Selain itu, kisah mengenai keluarga Radley yang misterius yang rumahnya dianggap ‘angker’ oleh para tetangga sehingga tidak ada yang berani bergaul dengan mereka, bahkan takut jika lewat depan rumahnya merupakan kisah mengenai prasangka dan kasih sayang yang begitu menggugah.

Arthur ‘Boo’ Radley, seorang pemuda yang tidak pernah keluar rumah selama dua puluh lima tahun. Masa belianya yang berantakan dan didikan ayahnya yang sangat keras membuat ia menjadi karakter yang misterius dan ditakuti semua orang. Desas-desus yang berkembang bahwa ia tidak segan-segan menyakiti siapa pun, sekali pun dirinya sendiri bahkan ibu kandungnya. Ia dicap berkelainan jiwa.

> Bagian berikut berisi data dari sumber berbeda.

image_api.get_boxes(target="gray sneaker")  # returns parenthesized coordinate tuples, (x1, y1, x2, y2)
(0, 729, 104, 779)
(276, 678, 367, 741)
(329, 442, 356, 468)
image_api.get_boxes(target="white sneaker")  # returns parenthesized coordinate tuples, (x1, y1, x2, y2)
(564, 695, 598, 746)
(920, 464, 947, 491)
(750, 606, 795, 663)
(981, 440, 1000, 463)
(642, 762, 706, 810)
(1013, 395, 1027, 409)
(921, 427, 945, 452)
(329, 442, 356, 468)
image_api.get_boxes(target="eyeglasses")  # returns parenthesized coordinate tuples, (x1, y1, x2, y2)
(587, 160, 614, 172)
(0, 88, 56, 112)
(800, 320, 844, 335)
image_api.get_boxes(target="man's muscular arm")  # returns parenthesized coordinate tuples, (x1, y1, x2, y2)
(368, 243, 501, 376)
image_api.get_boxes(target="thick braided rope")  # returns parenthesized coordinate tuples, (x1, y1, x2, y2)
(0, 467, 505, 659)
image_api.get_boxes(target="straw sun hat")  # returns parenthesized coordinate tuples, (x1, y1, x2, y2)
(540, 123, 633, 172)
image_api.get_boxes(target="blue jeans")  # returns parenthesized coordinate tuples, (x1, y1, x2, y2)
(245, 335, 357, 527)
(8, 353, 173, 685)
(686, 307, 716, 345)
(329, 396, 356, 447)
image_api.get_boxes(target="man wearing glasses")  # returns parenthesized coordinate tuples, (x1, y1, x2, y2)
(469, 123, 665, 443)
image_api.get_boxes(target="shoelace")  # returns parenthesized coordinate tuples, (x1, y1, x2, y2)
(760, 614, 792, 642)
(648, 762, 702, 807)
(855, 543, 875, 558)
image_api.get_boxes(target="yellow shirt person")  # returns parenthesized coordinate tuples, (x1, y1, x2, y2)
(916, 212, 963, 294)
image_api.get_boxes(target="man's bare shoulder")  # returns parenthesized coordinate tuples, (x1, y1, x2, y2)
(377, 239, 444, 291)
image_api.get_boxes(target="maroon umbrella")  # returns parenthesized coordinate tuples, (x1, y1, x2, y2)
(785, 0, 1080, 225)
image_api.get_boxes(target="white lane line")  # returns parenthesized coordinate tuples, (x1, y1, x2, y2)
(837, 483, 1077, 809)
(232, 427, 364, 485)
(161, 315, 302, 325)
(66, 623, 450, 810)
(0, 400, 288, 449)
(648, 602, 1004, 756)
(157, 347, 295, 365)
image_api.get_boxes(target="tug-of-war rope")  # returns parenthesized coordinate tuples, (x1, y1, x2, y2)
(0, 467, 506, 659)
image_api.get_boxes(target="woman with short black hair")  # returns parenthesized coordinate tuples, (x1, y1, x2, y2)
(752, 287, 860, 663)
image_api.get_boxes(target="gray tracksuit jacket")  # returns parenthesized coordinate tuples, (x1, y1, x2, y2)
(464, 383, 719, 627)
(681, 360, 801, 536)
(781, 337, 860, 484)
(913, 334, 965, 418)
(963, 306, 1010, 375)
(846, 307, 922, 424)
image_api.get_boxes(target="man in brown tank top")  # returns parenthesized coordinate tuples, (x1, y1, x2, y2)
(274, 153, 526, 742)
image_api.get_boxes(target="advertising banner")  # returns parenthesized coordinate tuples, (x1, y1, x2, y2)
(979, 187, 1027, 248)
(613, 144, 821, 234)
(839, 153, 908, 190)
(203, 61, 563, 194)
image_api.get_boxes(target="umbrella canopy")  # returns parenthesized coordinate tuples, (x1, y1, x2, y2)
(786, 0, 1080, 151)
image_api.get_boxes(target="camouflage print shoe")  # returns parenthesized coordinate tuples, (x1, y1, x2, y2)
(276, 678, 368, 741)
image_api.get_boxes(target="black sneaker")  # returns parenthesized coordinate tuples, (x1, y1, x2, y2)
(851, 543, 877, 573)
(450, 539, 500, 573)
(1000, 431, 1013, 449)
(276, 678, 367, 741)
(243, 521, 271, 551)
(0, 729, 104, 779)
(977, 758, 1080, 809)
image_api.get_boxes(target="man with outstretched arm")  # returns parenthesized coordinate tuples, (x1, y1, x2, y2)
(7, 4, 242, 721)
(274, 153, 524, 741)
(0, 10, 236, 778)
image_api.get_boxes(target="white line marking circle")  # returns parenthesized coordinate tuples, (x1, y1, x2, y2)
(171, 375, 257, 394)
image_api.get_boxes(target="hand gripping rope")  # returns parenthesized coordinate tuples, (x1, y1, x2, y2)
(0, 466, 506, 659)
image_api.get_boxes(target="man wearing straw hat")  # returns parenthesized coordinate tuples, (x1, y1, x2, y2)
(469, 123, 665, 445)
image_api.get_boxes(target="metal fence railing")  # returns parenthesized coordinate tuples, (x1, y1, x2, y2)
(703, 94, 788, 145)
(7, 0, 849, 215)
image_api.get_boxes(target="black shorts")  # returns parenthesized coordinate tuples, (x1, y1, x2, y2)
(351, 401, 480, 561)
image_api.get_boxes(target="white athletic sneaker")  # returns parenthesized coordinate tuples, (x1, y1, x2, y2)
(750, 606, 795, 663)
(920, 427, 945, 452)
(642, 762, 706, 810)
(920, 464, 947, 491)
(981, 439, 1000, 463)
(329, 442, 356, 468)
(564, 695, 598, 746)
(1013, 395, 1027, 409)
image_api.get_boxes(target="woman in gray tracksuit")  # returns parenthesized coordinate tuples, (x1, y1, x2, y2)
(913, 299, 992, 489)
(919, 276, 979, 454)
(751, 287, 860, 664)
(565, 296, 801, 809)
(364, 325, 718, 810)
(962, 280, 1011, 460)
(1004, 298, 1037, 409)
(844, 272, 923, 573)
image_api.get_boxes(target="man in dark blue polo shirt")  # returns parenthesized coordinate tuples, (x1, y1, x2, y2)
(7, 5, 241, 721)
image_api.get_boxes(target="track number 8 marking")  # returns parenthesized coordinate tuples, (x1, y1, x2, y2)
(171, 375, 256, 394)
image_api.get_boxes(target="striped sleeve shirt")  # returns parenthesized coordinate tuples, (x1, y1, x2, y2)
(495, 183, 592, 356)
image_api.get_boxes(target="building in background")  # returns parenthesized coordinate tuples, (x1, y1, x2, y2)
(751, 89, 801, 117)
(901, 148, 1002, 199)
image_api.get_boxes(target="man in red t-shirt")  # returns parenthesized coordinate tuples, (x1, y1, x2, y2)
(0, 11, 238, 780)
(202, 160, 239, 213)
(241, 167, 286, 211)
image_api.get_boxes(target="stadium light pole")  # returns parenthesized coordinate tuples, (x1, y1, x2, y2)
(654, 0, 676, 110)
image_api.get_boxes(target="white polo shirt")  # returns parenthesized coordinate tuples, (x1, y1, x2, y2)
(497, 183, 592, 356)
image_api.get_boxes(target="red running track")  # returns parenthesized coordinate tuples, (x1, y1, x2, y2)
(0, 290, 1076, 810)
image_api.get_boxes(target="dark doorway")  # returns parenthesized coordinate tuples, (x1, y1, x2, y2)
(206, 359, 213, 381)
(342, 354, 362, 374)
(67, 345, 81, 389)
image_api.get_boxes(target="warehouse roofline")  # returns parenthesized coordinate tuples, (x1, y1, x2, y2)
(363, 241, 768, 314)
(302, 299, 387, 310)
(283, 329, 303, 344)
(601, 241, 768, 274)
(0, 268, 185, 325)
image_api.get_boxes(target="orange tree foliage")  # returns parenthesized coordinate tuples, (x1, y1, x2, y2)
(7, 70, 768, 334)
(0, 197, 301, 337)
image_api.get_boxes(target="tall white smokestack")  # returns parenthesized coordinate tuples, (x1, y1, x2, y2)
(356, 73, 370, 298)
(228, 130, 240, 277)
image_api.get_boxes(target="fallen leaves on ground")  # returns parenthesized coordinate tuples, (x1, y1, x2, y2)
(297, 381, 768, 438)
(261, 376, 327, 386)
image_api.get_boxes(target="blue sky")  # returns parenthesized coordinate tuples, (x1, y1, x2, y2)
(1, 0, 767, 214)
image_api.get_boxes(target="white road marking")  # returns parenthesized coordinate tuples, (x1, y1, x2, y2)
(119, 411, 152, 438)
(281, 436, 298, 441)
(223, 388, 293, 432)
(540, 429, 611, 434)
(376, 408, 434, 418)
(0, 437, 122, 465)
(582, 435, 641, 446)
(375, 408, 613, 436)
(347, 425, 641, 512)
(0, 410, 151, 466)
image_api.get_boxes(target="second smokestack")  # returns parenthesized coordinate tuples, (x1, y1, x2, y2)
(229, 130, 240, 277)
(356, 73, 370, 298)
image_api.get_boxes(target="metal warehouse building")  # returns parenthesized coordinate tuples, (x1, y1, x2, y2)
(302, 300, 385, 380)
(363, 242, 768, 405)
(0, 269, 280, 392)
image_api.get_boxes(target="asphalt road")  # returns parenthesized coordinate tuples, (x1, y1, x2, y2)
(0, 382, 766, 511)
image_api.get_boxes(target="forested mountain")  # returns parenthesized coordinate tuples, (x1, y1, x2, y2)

Di akhir cerita, semua prasangka itu terbantahkan. Arthur, si physco menurut orang, ternyata dialah selama ini yang menaruh berbagai macam hadiah di pohon ek besar di halaman rumahnya, mulai dari jam tangan tua yang sudah rusak, permen karet, kotak mainan, sampai sepasang boneka laki-laki dan perempuan untuk Jem dan Scout, putra putri Atticus yang setiap pergi dan pulang sekolah melewati pohon itu. Ia jugalah yang menolong dan menyelamatkan keduanya ketika akan dibunuh oleh Bob Ewell, pria tua yang dendam terhadap Atticus karena telah membuatnya malu di pengadilan. Semua itu merupakan ungkapan terima kasih Arthur kepada Jem dan Scout yang setiap liburan musim panas selalu sembunyi-sembunyi karena takut namun penasaran, mencoba mengajaknya keluar bermain bersama mereka. Aah, indah sekali ceritanya!